The Economics of Free

Mike Masnick at Techdirt has summarized a Grand Unified Theory on the Economics of Free. As this is only an excerpt, go to the full article, and at the bottom of it, you will find links to the whole series, up to now 15 entries. There is also a vivid discussion in the comment field.

Mike Masnic:

“Knocking down the barriers of artificial scarcity open up tremendous new opportunities — just as knocking down the artificial scarcity known as “protectionism” helps to grow markets by creating new opportunities. In this case, those new opportunities have only increased in number as we’ve gone digital, making more content infinite in nature. Where some people have trouble is that those new opportunities may be in different places than the existing opportunities — and those new opportunities may not all be capturable by the creator of the content. Indeed, there will be some externalities created by the free flow of an infinite resource. However, the total amount that any content creator can capture is still much larger than it was before. It’s one of those cases where getting 20% of a huge pie is much better than getting 90% of a tiny pie.

You just start by redefining the market based on the benefits of what you’re providing, rather than the specific product you’re selling. If you’re focused on selling the benefits, then discovering a better way to sell those benefits is seen as a good thing, rather than a threat. You then break down the different components that make up those benefits that you’re selling — and you begin to recognize that every bundle of goods and services that make up the benefit you’re selling has components that are scare as well as components that are infinite. In fact, if you look closely enough, you realize that any scarce product you buy actually has infinite components while any infinite good you see also tends to have scarce components.

Once you’ve broken out the components, however, recognizing that the infinite components are what make the scarce components more valuable at no extra cost, you set those free. Not only do you set those free, you have every incentive to create more of them, and encourage more people to get them. You break them into easily accessible bites. You syndicate them. You hand them out. You make them easy to share and embed and distribute and promote. And, yet, all the while, you know exactly what scarce resources those non-scarce goods are tied to, and you’re ready to sell those scarce resources, recognizing that the more people who are consuming the infinite goods, the more valuable your non-scarce resource is.

So, the simple bulletpoint version:

1. Redefine the market based on the benefits

2. Break the benefits down into scarce and infinite components.

3. Set the infinite components free, syndicate them, make them easy to get — all to increase the value of the scarce components

4. Charge for the scarce components that are tied to infinite components

1 Comment The Economics of Free

  1. Kevin CarsonKevin Carson

    The comparision of IP to tariffs as a form of “protectionism” is quite apt.

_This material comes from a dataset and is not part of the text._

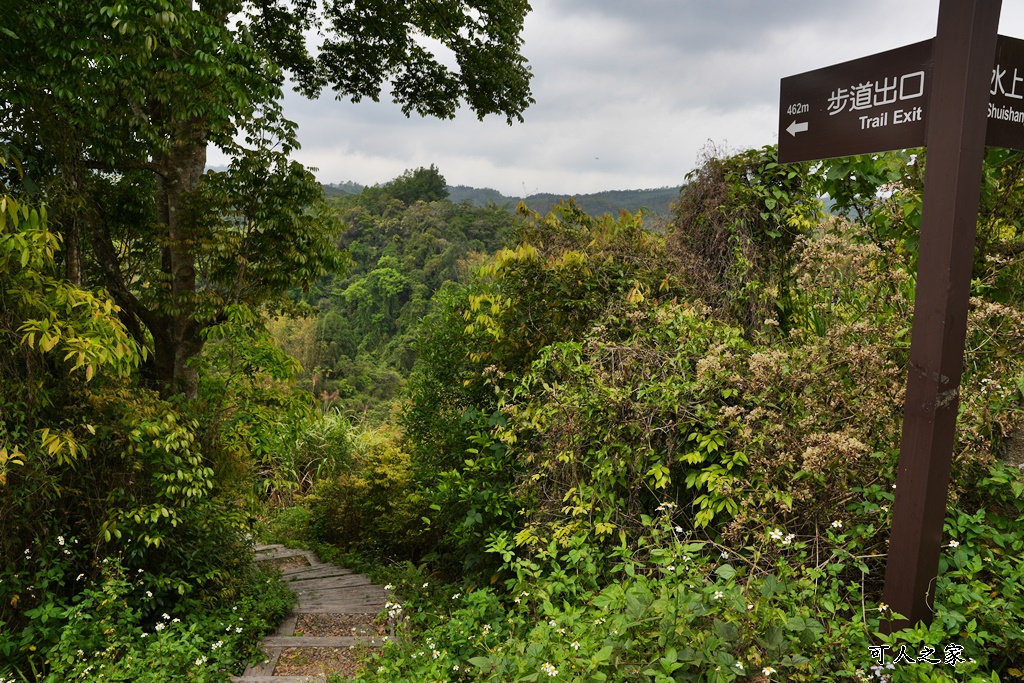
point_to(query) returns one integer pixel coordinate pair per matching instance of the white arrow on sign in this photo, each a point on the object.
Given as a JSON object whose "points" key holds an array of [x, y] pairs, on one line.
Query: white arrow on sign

    IP in the globalized economy performs a function directly analogous, as the basis in privilege for cartels and trusts, as tariffs did in the old national industrial economies.

    With the exception of a few old-line players like textiles and steel, the corporate economy sees tariffs as an impediment to the free flow of money and unfinished goods among a TNC’s sub-divisions around the world. Patents and copyrights, on the other hand, enable the Western-owned corporation to operate as a global organization with production facilities in many TW countries, while protecting it from “foreign” (i.e., indigenously owned) competition.